My Mervs (I cannot explain the origin of this term, as it is deeply, deeply offensive and terrible. Suffice it to say that it serves as a collective term for my bests since olden times) and I were recently discussing the question of finding a role model for me amongst the women of television. Things haven’t been so hot lately, and maybe I could use some inspiration. Oh! I had an idea. How about Olivia Pope from Scandal? You know, ‘consider it handled’ immaculate hair and work ethic. This got shot down, hard.
Um, her relationship with the President is problematic.
And she avoids her own problems by solving other people’s problems; you already do that too much.
OK, no Olivia Pope. Cristina Yang from Grey’s Anatomy? That would be great, but a bit of a reach. I do not know of a single instance in life in which someone has been scared of me.

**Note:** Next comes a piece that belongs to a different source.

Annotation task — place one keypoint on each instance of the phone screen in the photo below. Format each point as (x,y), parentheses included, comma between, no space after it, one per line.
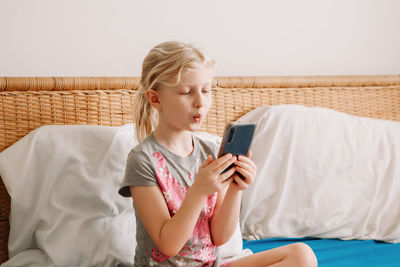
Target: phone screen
(237,140)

I am much more ‘I will smile a lot and nod vigorously to ensure you feel at ease in my presence! I am going to make you feel so fucking comfortable you won’t know what hit you!’ Kalinda Sharma from The Good Wife? She is so mysterious and private and suspicious. I am the opposite of all of those things. I trust you immediately! You can learn everything about me on the Internet and I’m bad at boundaries! My favourite twins (my sister in law and her sister) have suggested perhaps Leslie Knope would be a good option, so I’m gonna go on a Parks and Rec tear.
I am down, without having even seen this show yet. I LOVE Amy Poehler. This Guardian interview with her is the best ever. Some select grabs:
Female anger isn’t praised much in our culture, but it can be kind of exciting, I say. “It is exciting, isn’t it?” she says, her eyes lighting up. “It’s super-exciting to not care if you’re liked, and to watch someone’s face as they realise that. It’s fun defying expectations about me. It’s a nice secret weapon.”
“I don’t fucking care if you like it!” has since, to Poehler’s amusement, become a modern feminist catchphrase, appearing on T-shirts and in cartoons. “I see life as like being attacked by a bear,” she says. “You can run, you can pretend to be dead or you can make yourself bigger.”
It’s a work in progress. In reality, I have basically evolved with Claire Danes’s TV characters. In the 90s I came over all Angela Chase (as I’m sure did 90% of teenage girls in the 90s. That shit was really really real. It’s worth a rewatch; it holds up).
I angsted and crushed. I dyed my hair and it was meaningful.
In present day times I’m all Carrie Mathison, kind of manic eyed and hard headed and getting all twisted up in weird Brodie business.
The lesson? There isn’t one, yo! Be your own role model. Or something.